En una declaración firmada por el Gobierno Revolucionario, La Habana calificó la acción como «un acto despreciable e infame de provocación política», argumentando que «el Gobierno de los Estados Unidos carece de legitimidad y jurisdicción para llevar a cabo esta acción» y que la acusación «descansa en la manipulación deshonesta del incidente que llevó al derribo sobre el espacio aéreo cubano, en febrero de 1996«.

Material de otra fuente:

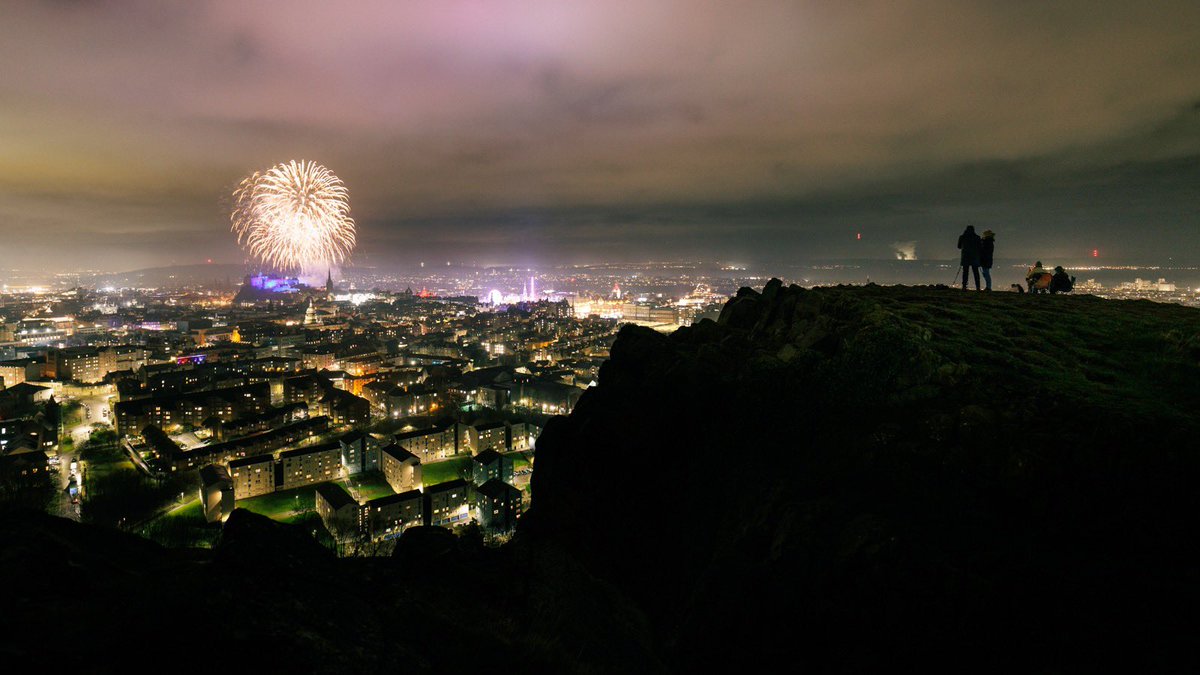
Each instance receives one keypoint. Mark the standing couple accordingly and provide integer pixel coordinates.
(977, 252)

Asimismo, el comunicado señaló que Washington «omite, entre otros detalles, las múltiples denuncias formales presentadas por Cuba en aquel período ante el Departamento de Estado, la Administración Federal de Aviación de los EE.UU. y la Organización de la Aviación Civil Internacional (OACI), sobre las más de 25 violaciones graves y deliberadas del espacio aéreo» de la isla por parte de la organización anticastrista Hermanos al Rescate, con sede en Miami.

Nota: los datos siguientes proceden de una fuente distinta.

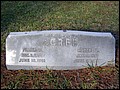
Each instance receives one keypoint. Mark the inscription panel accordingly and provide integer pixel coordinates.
(59, 50)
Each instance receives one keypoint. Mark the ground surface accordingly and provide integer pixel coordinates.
(53, 15)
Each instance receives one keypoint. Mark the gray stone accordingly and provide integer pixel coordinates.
(58, 50)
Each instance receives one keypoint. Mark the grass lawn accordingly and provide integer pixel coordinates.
(20, 16)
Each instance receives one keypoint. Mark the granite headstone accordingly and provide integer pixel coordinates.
(59, 50)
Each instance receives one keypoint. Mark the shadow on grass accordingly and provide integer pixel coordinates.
(15, 11)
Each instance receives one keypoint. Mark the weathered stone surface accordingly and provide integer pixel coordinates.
(59, 50)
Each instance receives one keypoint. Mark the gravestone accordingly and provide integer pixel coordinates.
(59, 50)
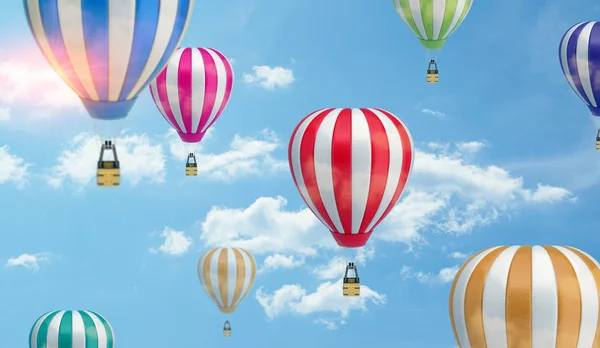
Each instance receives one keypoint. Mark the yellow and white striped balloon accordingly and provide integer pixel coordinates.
(227, 275)
(527, 297)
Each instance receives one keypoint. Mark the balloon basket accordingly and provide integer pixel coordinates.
(351, 285)
(108, 173)
(191, 167)
(433, 75)
(227, 329)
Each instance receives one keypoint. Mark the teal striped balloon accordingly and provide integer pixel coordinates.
(432, 21)
(71, 329)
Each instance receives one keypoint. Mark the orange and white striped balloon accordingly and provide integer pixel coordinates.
(227, 275)
(527, 297)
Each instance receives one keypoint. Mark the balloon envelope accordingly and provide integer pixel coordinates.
(350, 167)
(579, 55)
(432, 21)
(108, 51)
(227, 275)
(71, 329)
(193, 90)
(522, 296)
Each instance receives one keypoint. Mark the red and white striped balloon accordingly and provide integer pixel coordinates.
(192, 91)
(350, 167)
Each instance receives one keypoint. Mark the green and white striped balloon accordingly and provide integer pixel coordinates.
(71, 329)
(432, 20)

El Gobierno cubano reafirmó que su respuesta «constituyó un acto de legítima defensa, amparado por la Carta de las Naciones Unidas, el Convenio de Chicago sobre Aviación Civil Internacional de 1944, y los principios de soberanía aérea y proporcionalidad».
En su defensa, Cuba recordó que «Estados Unidos, que ha sido víctima del uso de la aviación civil con fines terroristas, no permite ni permitiría la violación hostil y provocadora de aeronaves extranjeras sobre su territorio y actuaría, como lo ha demostrado, con el uso de la fuerza».
Además, consideró de «gran cinismo» que la acusación sea formulada por «el mismo Gobierno que ha asesinado a cerca de 200 personas y destruido 57 embarcaciones en aguas internacionales del Caribe y el Pacífico, lejos del territorio de los Estados Unidos, con el uso desproporcionado de la fuerza militar, por supuestos vínculos con operaciones de narcotráfico nunca demostrados».
Finalmente, La Habana tildó de «espuria» la acusación contra «el líder de la Revolución Cubana» –Raúl Castro, de 94 años y hermano menor de Fidel Castro-, atribuyéndola a «los intentos desesperados de elementos anticubanos por construir una narrativa fraudulenta» contra la isla. Esta situación se enmarca en el reforzamiento de «medidas coercitivas unilaterales», el «bloqueo energético» aplicado desde enero y las «amenazas de agresión armada».
La acusación contra Castro surge en medio de una creciente presión de la Administración del presidente de EE.UU., Donald Trump, contra el Gobierno cubano, que incluye un bloqueo petrolero desde hace cinco meses y una ampliación de las sanciones económicas contra la isla.
El presidente Trump ha impuesto un bloqueo petrolero a la isla, elevado sus amenazas de «tomar el control» del país y ampliado las sanciones contra el liderazgo cubano y el conglomerado empresarial militar Gaesa, a cargo del 40 % del producto interno bruto (PIB) de la isla, según estimaciones conservadoras.
Estas acciones, sumadas a la captura en enero en Caracas del presidente venezolano Nicolás Maduro, aliado fundamental de Cuba, han profundizado la crisis económica y humanitaria que sufre la isla, desabastecida de crudo y con problemas energéticos.